At conventional auctions where the mystique of period orientals continues, a record was set recently in sharp bidding at Sotheby Parke Bernet in London. The 16th century north Persian shrub carpet that was knocked down for $115,630 eclipsed the old mark of $112,500 paid in 1928 at Christie’s by Duveen, the late art dealer.

The person most responsible for the auctionitis that still grips the oriental rug market is Nader Ghermezian of the Iranian Brotherhood of Rugweavers Inc. who holds forth most Sundays at the Waldorf Astoria hotel mesmerizing audiences of up to 800 with his glib chatter and entertaining chant. The rugs he sells range from $5 to $26,000 with the bulk of them in the $300 to $2,000 category.

Mr.
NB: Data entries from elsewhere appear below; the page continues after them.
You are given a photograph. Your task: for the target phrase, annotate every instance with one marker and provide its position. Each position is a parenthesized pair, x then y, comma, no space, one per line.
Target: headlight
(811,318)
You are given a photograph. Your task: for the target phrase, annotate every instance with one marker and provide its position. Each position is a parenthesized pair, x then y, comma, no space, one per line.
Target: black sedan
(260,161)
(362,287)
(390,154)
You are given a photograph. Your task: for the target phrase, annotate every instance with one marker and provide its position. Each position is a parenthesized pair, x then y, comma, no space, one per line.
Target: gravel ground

Ghermezlan’s auction career dates back to 1961 when he began public sales of orientals in Toronto. By 1964 he was auctioning here. What began as an occasional event now represents about 40 auctions a year in New York alone.

“Today, even in Pittsburgh where blue laws keep us from selling on Sundays,” Mr. Ghermezian says, “we catch our shoppers by exhibiting the rugs on Sundays and auctioning them on Mondays.”